Humans are the most resourceful of monkeys. The twin challenges of avoiding unwanted pregnancy and venereal diseases has been a preoccupation since ancient times. The promise of safe, fun, recreational sex for all, facilitated condom creation, spawned an entire industry and made a lot of hairless monkeys very happy.
Sex in the Cave
Solutions appeared early in evolution.The first condom example is painted on a cave wall in France. Forget sex in the city. Promiscuous sex predates cities.
Enter the Romans
Despite these earlier examples, we really have to thank the Romans. Not only did they pioneer running water, sanitation, democracy, law and order, exciting stadium entertainment (Christian meet lion?) their society also saw wide-spread use of what we might recognize today as a condom. A Roman could deal with waking from a wine-clouded bathhouse orgy with a hangover, but an unwanted pregnancy or STD was quite another matter.

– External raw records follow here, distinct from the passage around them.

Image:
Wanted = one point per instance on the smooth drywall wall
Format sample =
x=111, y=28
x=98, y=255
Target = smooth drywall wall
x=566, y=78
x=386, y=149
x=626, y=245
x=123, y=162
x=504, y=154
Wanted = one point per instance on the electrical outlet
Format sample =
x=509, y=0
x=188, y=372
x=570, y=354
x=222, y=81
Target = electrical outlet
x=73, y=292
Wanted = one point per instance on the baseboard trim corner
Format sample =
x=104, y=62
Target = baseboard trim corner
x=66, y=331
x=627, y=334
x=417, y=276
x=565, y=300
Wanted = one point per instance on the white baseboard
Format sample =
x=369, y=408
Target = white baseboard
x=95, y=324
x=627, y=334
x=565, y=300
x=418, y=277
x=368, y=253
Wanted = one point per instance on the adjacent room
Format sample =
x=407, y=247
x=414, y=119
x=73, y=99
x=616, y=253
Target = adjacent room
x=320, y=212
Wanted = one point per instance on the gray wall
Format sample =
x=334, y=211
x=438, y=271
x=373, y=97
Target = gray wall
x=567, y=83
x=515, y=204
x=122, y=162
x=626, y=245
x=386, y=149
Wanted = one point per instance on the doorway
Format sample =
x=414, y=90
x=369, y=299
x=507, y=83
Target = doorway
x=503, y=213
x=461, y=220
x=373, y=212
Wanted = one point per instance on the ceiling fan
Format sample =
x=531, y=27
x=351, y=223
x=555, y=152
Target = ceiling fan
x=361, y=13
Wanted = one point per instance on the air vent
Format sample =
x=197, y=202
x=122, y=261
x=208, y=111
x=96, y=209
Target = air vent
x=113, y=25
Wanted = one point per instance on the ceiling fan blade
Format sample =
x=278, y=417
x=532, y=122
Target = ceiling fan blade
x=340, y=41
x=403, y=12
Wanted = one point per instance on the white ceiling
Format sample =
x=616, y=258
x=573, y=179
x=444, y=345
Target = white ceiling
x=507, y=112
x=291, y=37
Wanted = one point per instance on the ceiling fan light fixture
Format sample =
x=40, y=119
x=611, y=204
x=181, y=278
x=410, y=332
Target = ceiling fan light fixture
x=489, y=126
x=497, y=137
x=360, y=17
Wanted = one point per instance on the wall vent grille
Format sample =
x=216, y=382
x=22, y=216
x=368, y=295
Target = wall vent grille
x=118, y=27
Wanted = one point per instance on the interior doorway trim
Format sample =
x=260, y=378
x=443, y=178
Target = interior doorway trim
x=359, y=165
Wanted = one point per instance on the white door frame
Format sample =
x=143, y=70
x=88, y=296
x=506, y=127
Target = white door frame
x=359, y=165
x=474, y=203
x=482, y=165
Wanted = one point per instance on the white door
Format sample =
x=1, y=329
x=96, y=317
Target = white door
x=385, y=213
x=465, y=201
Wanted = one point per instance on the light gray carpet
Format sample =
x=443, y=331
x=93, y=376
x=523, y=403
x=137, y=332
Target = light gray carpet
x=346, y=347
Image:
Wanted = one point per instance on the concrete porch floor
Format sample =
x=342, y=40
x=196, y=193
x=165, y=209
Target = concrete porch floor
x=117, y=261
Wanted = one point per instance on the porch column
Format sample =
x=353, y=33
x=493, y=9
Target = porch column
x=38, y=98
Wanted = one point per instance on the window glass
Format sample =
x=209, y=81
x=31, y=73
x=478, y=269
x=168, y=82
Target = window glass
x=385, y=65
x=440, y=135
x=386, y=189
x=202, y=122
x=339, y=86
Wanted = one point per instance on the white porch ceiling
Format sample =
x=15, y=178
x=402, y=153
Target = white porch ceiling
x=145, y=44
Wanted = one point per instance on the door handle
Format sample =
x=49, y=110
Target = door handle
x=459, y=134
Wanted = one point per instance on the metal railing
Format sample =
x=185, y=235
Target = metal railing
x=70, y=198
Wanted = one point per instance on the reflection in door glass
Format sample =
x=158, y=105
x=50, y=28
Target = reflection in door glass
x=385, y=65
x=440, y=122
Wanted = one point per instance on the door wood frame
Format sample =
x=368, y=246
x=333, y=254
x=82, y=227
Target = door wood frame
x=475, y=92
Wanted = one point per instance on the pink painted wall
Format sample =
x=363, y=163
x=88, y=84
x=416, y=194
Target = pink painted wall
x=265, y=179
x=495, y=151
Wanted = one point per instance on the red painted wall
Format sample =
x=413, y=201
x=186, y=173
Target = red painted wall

Always inventive, they had the answer: condoms made of goats' bladders. It doesn’t sound very appealing, but the “Roman Johnny” was likely very effective. Goats’ bladders were an improvement on the Roman era “condom victory”, which would not have been out of place on “Game of Thrones” and utilized softened, stretched skin or muscles belonging to enemies killed in battle. Like every other crazy idea (tiger penis, anyone?) it also promised sexual virility (obviously not for the vanquished).
When Antony met Cleopatra, you can be sure he wasn’t just bringing a few bottles of ale to the date. He confidently had a few goat bladders poking out the back pocket of his lorica segmentata.
Celebrate the Romans!
They brought us civilization, art, sculpture, the appreciation of the naked form, and a way in which to enjoy our newly appreciated bodies in a much freer way. Much of civilization was lost during the dark ages… it’s incredible to think that within a couple of centuries human technology had actually regressed. The dark ages were dark, literally, figuratively and sexually.
The Rubber We Know and Love
Yet one technology kept on going, progressing, reinventing itself. The freedom enhancing condom. By 1855 goats were saved from having their bladders turn into prophylactics and rubber was the choice material of the day. Sure, they were the diameter of a bicycle tube, but there are teething problems with all great innovations.
In the current age we talk about the benefits of disruption, as if it’s the holy grail to be sought in each industry. The simply condom is the purest example of a good idea at all times, and an invention which needed just simple refinement over time (okay, a lot of time).
So next time you rip open a condom wrapper and take out this little thin lubricated rubber sheath, give a thought to history, think about your great-great granddaddy and his bicycle tube, the Roman innovators, and cave painters who left a mark on stone and our gene pool.
Plus, spare a thought for all the goats who gave their bladders so your
ancestors could… do what you’re about to.